11 December 2005

Old news

The Sunday Times re-cycles the article from last Monday's Scotsman:
"A group of 16 senior Scottish civil servants are to receive public payouts of nearly £2m on top of their already comfortable pensions. Each of the 16 — members and former members of the Scottish executive’s management group — stand to get “golden goodbyes” averaging more than £100,000 when they are 60.
The windfall will boost their handsome pension entitlements and enable them to plan for the kind of cushy retirement beyond the wildest dreams of the ordinary taxpayer...
Fat-cat officials, however, can continue to cream money from the public purse.
The inequality is stark and highlights a growing gap between the lifestyles of Scotland’s political classes and the rest of the population since devolution.
Among those who will benefit from taxpayer munificence is John Elvidge, permanent secretary at the Scottish executive and Scotland’s top mandarin. He will retire with a lump sum of about £160,000, plus a pension in the region of £50,000 a year. "

I have already commented on this here and do not propose to repeat myself.

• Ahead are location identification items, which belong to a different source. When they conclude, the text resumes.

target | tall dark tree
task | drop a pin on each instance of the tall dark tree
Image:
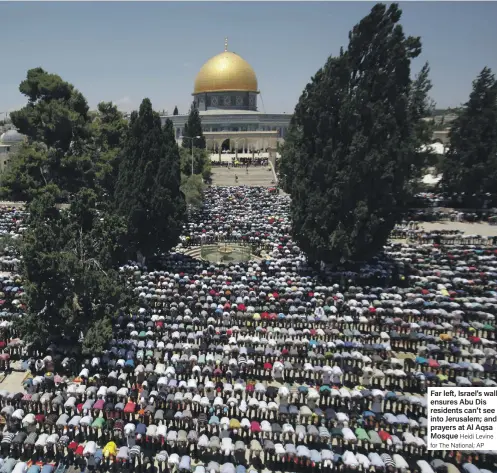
(353, 142)
(148, 188)
(57, 124)
(68, 290)
(193, 128)
(470, 164)
(109, 130)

The sad thing is that there are real questions to be asked about the competence of the Scottish Executive Management Group, their background and their (lack of) experience, and their failure to interact with both the real world and the administrative world of local authorities, government agencies and the people in the Executive who do the real work. Instead, journalists go for the low-hanging fruit, even if it has already been plucked.